At the top of the page, there is a thread called "the beg for manuals thread".
Anyhow, PM's sent.


----------



## Nosmo (Jan 8, 2010)

*Manual and IPL MS250*

Hello riles: Check your Email for the requested manual and IPL. Just pass them on if you hear of someone needing these.

Nosmo


----------



## bobilly (Jan 8, 2010)

Can I get a copy of the service manual for the 025? Thanks


----------



## Nosmo (Jan 8, 2010)

*Address*

bobilly PM me your Email address.

Nosmo


----------



## anvil (Jan 17, 2010)

I too am in need of a service manual for my o25,, 

first post btw

anvil


----------



## JasonF (Mar 19, 2010)

I am here as well to beg for a copy of a repair manual for a Stihl 025. This is my first post as well and I promise to return the favor. 
[email protected] 

Thanks 
Jason


----------



## Nosmo (Mar 20, 2010)

*Manual and IPL*

Hello - One is on the way.

Nosmo


----------



## raedts (Apr 2, 2010)

I would also like the service manual for the Stihl 025.
Send you a PM Nosmo.


----------



## Nosmo (Apr 3, 2010)

Got your PM and the Manual & IPL are on the way. 

Nosmo


----------



## dastjohn74 (Apr 6, 2010)

*In need of a service manual*

I just got a Stihl 025 from a buddy that won't fire. Does anyone have a service or repair manual for the Stihl 025.

Thanks,
David


----------



## Nosmo (Apr 7, 2010)

PM sent for Email Address.
Nosmo


----------



## LeJerk (Apr 20, 2010)

http://www.stihlusa.com/stihl_ownersmanuals/STIHL_MS021023025.pdf


----------



## Nosmo (Apr 20, 2010)

*Service Manual --- Owner's Manual*

Thanks for posting the above link. This is a link for the owner's manual which comes with a new saw from the dealer.
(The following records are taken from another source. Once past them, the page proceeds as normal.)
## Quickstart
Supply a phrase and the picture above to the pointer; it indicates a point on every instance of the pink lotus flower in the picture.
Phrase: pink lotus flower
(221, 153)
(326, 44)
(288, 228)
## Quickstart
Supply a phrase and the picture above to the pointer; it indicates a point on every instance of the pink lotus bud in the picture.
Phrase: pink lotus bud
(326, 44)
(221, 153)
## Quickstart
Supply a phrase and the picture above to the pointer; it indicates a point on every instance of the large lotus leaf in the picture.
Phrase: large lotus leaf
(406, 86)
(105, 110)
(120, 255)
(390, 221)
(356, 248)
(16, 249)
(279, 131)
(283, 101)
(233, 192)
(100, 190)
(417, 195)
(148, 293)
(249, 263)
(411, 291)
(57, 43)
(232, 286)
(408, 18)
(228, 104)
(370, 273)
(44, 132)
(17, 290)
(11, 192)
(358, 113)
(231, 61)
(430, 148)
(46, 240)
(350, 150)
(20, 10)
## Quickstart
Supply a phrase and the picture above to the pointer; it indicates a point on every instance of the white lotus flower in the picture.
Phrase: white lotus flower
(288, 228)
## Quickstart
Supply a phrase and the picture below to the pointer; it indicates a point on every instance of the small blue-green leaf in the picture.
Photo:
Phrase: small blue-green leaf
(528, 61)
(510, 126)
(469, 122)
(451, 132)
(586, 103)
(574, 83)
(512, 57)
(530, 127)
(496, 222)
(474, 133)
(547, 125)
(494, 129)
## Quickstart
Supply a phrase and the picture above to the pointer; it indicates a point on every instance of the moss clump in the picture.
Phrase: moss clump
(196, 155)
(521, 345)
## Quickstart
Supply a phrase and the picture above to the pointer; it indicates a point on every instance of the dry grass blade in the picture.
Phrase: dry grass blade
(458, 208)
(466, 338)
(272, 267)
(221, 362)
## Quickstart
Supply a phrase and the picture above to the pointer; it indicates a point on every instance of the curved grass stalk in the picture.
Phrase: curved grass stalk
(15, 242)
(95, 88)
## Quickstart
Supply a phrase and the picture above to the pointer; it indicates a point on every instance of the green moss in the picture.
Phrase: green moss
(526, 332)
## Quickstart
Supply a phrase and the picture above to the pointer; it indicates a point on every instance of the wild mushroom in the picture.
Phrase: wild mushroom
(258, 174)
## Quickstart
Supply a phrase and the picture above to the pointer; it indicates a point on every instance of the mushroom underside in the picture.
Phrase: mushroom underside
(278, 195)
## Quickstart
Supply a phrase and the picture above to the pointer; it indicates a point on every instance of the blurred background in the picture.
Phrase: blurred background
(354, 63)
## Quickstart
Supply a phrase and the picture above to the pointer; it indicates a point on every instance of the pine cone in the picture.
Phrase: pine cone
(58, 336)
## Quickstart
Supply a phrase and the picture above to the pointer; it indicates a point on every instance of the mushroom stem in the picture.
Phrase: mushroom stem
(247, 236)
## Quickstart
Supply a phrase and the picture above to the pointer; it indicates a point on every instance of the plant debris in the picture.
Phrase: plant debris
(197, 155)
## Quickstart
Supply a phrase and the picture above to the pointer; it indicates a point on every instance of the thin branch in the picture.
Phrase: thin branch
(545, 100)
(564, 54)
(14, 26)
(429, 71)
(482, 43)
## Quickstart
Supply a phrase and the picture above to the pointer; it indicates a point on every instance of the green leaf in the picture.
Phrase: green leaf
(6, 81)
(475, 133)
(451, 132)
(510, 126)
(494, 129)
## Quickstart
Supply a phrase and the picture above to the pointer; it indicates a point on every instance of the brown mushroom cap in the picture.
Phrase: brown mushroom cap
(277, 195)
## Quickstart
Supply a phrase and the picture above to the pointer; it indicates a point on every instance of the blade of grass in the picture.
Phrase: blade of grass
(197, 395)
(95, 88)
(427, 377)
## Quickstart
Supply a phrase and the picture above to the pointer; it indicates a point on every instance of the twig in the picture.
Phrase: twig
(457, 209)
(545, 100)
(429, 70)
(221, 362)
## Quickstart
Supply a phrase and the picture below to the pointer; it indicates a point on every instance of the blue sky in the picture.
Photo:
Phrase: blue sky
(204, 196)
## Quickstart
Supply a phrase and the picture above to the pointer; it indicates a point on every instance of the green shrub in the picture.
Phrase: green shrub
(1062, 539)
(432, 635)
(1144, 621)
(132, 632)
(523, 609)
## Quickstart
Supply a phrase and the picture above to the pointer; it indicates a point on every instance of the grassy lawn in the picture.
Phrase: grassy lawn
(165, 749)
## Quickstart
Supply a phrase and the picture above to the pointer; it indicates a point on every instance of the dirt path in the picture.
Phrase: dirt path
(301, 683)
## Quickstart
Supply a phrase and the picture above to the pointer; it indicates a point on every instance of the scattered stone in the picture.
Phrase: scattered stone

The service manual is not available from Stihl nor is the IPL (Illustrated Parts List). There is a ongoing thread in the Chainsaw forum (Beg For Manuals). 

This thread for the MS 250 is the only thread going for an individual saw that I am aware of.

Nosmo


----------



## LeJerk (Apr 20, 2010)

Oh, I guess I misread. Can anyone that has the service manual PM me then? I'd like to take a look at it too.


----------



## junky (Apr 20, 2010)

Nosmo said:


> Got your PM and the Manual & IPL are on the way.
> 
> Nosmo



PM sent Nosmo 
Glad you're still around, heh.


----------



## junky (Apr 20, 2010)

Got the manual and IPL from Nosmo, tyvm.
My friend had the saw worked on last year and it looks like he left off one of the hoses... going to have to take it apart a bit to see if anything else is missing :jawdrop:


----------



## TerrancejDunham (Apr 25, 2010)

*IPL and Servce manual for 025*

Hi,
I have two 025s and could really use a service manual and IPL

Thanks
Terrance


----------



## john kilpatrick (Apr 25, 2010)

*Stihl 210 service manual*

I'm looking for a service manual for the Stihl 210. If no one has one, can anyone tell me the easiest way to replace the fuel line?


----------



## ray benson (Apr 25, 2010)

Pm's sent to Terrance and John.


----------



## junky (Apr 25, 2010)

TerrancejDunham said:


> Hi,
> I have two 025s and could really use a service manual and IPL
> 
> Thanks
> Terrance



Manual and IPL sent to Terrance


----------



## jus_025 (May 16, 2010)

I am looking for service manual and IPL for a Stihl 025. 
Actually it is a 025C. What is the difference between 025, 025C and 250?


----------



## junky (May 16, 2010)

PM me your email and I'll send you the manual and IPL.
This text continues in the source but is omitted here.